How odd

Where did the Nationaal Alliance gettheir ideas?

Only learning about this now.

Where do the National Alliance get their ideas?

I stumbled across the national alliance last night, as I logged in to twitter to check on the latest online gossip. One of the first items to strike me was their logo. It looked familiar, as you can see above.

That typo isn’t mine by the way, “lastest” really is a word, apparently, according to one of the links on their site.

Behind the national alliance are Marc Coleman (economist and broadcaster), John McGuirk (former Libertas campaigner), Christopher O’Toole (Fianna Fáil acivist), and David Quinn (director of the Iona Institute).

I’ve downloaded a PDF containing their manifesto, and will write at greater length later. An initial scan reveals some worthy goals: electoral reform, more women in politics, an improved senate.

But there are some curious aspirations too. What is one to make of the assertion that “secular intolerance must be as strongly opposed as religious intolerance”?

How should we interpret the statement that “as a pluralist Christian nation, Ireland must allow the decent silent majority of religious voters to be heard.”

Or the call to fight “discrimination against the nuclear family”? What discrimination would that be exactly?

And just what do you make of “employment policies [which] balance Ireland’s eternal welcome to outsiders with a clear duty to Irish citizens”?

It all sounds vaguely familiar, somehow.

More later.

Categorised as 200 Words

By Gerard Cunningham

Gerard Cunningham occupies his time working as a journalist, writer, sub-editor, blogger and podcaster, yet still finds himself underemployed.


  1. You spotted the meaningless Iona gibberish.

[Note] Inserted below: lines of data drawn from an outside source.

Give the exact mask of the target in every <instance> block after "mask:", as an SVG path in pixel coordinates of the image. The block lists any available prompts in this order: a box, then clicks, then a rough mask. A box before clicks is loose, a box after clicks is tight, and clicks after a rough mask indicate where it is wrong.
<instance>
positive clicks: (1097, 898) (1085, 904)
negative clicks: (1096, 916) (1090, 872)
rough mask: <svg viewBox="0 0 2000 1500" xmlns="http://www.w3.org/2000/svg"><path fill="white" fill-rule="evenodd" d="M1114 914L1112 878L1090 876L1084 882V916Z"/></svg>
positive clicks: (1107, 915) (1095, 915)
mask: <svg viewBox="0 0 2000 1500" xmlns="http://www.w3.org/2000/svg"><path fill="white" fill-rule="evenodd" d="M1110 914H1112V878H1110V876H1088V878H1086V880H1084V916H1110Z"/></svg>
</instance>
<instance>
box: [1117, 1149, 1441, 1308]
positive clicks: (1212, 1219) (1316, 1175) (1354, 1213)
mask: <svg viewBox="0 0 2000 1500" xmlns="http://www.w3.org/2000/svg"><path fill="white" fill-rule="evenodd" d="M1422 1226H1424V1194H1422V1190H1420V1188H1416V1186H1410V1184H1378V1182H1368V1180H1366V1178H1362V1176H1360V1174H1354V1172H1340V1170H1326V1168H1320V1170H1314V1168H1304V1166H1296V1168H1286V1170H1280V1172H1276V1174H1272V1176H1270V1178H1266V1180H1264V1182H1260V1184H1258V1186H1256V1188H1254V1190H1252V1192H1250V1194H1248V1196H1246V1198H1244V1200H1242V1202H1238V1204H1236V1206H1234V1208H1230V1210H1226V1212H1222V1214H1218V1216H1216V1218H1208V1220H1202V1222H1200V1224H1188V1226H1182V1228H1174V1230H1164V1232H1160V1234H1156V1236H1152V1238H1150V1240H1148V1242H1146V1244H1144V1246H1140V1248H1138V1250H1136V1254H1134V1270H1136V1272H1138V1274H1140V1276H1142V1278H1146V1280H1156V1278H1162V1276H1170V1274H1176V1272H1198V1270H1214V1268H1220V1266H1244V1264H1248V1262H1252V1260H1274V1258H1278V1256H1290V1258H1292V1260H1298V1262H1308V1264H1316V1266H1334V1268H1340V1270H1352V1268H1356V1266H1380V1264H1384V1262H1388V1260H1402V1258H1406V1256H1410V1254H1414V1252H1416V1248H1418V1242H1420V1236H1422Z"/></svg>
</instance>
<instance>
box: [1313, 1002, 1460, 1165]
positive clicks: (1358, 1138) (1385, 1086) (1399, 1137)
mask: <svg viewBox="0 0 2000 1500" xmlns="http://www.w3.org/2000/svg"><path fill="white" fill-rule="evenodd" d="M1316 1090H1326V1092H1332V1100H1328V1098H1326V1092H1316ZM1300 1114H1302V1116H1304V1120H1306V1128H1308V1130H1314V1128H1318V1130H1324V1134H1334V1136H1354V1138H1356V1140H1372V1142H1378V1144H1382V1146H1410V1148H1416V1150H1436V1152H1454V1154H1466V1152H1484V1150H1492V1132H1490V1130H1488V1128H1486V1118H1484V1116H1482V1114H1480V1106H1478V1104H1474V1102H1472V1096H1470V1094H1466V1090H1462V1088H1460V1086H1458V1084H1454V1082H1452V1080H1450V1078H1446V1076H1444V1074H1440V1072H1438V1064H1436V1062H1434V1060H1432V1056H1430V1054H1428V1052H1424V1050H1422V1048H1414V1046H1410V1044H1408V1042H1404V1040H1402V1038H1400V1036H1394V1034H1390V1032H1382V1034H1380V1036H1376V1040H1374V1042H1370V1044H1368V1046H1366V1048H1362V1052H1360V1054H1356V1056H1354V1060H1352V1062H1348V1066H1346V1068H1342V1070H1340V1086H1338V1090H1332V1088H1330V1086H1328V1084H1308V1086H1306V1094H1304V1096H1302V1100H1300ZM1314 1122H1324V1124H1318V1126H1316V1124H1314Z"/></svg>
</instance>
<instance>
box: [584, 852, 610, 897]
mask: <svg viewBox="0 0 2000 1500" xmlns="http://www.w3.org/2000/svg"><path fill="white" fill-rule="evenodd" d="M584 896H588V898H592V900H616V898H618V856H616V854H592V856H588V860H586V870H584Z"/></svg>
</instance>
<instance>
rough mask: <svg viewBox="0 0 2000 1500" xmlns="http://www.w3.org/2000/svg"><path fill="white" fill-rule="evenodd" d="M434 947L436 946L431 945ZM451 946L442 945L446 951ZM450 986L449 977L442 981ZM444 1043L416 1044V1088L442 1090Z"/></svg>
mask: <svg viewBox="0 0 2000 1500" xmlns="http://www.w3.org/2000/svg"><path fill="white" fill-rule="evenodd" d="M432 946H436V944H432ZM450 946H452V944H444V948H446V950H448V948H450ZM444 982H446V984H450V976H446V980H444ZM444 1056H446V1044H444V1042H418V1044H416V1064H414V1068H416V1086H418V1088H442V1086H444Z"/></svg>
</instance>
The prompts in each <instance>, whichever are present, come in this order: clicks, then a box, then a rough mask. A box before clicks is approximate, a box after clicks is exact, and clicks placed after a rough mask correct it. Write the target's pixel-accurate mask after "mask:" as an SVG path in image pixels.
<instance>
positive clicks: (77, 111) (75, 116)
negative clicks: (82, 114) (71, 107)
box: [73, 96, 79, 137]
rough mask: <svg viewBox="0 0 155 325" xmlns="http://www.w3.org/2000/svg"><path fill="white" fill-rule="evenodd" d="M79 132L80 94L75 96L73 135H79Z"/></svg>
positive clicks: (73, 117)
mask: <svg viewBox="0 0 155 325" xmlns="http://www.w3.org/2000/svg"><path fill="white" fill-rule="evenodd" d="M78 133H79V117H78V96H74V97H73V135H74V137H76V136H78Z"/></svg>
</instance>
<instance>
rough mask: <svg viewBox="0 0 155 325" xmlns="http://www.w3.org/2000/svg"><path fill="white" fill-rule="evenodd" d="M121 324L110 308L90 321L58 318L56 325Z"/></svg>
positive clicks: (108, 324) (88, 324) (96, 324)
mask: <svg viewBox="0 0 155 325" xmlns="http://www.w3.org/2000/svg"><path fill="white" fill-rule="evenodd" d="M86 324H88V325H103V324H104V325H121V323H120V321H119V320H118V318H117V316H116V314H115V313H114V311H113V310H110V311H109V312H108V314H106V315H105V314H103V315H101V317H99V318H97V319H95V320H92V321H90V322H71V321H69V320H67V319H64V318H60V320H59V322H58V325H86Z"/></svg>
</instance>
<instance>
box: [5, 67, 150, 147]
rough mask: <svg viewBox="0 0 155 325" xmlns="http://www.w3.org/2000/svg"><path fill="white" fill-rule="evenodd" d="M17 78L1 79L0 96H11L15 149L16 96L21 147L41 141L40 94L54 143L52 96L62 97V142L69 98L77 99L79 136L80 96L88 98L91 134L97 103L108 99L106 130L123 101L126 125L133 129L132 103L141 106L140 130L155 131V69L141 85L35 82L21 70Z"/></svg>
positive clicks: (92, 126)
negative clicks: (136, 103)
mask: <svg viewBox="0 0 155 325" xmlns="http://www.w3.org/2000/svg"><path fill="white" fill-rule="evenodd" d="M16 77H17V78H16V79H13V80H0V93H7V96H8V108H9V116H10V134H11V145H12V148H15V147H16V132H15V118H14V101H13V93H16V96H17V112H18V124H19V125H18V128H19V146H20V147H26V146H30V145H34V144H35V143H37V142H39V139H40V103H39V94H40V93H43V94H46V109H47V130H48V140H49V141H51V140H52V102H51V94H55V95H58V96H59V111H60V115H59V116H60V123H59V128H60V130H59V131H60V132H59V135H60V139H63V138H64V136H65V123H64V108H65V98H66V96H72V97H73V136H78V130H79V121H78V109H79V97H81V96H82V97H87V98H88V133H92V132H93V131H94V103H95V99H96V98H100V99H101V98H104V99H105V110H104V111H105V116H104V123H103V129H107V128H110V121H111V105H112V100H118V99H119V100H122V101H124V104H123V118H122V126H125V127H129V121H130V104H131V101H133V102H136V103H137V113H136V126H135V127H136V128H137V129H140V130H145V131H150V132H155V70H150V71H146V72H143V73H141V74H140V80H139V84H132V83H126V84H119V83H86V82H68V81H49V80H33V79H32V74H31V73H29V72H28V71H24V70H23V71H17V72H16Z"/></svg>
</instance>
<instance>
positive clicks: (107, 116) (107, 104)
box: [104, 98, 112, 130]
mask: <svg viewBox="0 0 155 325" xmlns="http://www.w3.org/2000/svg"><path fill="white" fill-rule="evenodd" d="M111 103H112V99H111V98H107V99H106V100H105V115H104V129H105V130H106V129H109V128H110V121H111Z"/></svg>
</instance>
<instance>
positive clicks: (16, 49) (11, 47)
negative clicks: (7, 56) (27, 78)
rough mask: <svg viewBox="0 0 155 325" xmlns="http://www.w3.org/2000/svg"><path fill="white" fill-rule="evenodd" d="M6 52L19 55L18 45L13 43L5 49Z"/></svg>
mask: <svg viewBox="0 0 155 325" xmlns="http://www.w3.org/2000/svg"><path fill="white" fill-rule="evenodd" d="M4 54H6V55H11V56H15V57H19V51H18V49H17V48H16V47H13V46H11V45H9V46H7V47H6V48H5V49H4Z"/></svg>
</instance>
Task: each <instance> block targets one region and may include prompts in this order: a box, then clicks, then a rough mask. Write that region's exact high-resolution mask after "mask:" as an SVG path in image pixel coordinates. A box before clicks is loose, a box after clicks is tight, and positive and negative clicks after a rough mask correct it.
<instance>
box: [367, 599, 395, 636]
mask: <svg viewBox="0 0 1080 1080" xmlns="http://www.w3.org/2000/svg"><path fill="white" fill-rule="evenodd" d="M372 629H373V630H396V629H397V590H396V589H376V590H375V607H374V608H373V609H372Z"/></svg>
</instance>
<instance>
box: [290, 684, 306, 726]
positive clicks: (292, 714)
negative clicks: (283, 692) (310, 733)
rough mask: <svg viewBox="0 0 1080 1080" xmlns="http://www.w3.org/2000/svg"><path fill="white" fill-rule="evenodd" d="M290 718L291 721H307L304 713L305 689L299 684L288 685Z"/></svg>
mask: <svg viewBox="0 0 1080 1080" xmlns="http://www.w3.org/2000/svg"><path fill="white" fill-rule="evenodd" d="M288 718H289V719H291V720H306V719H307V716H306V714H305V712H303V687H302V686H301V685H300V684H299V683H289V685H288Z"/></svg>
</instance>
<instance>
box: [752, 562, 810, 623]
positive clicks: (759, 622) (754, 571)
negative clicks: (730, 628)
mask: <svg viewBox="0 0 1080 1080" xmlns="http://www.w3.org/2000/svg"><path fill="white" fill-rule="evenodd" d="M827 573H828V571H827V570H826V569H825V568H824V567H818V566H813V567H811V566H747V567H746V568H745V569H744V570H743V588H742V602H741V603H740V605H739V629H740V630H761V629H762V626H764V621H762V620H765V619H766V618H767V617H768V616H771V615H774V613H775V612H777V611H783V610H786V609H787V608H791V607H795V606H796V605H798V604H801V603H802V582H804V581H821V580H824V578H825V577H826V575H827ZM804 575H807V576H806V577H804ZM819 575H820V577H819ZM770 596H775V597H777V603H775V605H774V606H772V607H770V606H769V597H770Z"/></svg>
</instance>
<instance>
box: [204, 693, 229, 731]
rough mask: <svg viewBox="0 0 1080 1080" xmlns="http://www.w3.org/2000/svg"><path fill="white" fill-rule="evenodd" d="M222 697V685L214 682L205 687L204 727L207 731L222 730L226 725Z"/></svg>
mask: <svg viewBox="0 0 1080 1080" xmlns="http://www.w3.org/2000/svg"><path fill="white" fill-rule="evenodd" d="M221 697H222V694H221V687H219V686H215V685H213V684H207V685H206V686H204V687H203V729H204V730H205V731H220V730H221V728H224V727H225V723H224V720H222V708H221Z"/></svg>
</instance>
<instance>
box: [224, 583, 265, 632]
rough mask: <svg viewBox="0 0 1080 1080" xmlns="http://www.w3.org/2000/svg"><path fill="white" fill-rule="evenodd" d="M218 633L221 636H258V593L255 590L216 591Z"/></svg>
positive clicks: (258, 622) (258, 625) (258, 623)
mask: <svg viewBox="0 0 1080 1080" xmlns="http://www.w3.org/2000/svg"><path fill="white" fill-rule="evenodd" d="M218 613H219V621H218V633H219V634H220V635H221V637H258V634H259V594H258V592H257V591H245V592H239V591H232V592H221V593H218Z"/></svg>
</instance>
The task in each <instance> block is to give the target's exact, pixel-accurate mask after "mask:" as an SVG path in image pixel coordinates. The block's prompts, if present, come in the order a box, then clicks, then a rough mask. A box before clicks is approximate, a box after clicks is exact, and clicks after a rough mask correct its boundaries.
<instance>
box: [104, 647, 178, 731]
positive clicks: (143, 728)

    But the meat of the fun is in the Economic plan (complete with annexes with Roman Numeral designations). They might as well have been posted with coffee rings and bits of spilled pints still on them.

    Here they are, taking issue with the concept of progressive taxation: (All typos as they appear in the original)

    “This is also necessary to restore sanity to income tax profiles: A tax whereby the top 5 per cent of earners pay 48 per cent of revenues and where someone on 100,000 pays – despite of earning a multiple of four times their income – ten times more income tax than someone on 25,000 has lost touch with reality and must be recalibrated.”

    Again, this terrible maltreatment of the poor downtrodden wealthy citizen eats away at them. They even come up with a radical answer to lock in future govs, preventing them from making them pay into society, no matter what happens to it:

    “Our income belongs to us: We earned it and the state’s ability to tax us must be constitutionally limited and proscribed.”

  2. Like I said, I’ve barely scratched the surface on this. Hoping to get some time to review it later. For now, there’s a discussion over on ( which looks interesting. Marc Coleman (or at least, a poster claiming to be Coleman) has chipped in on the thread.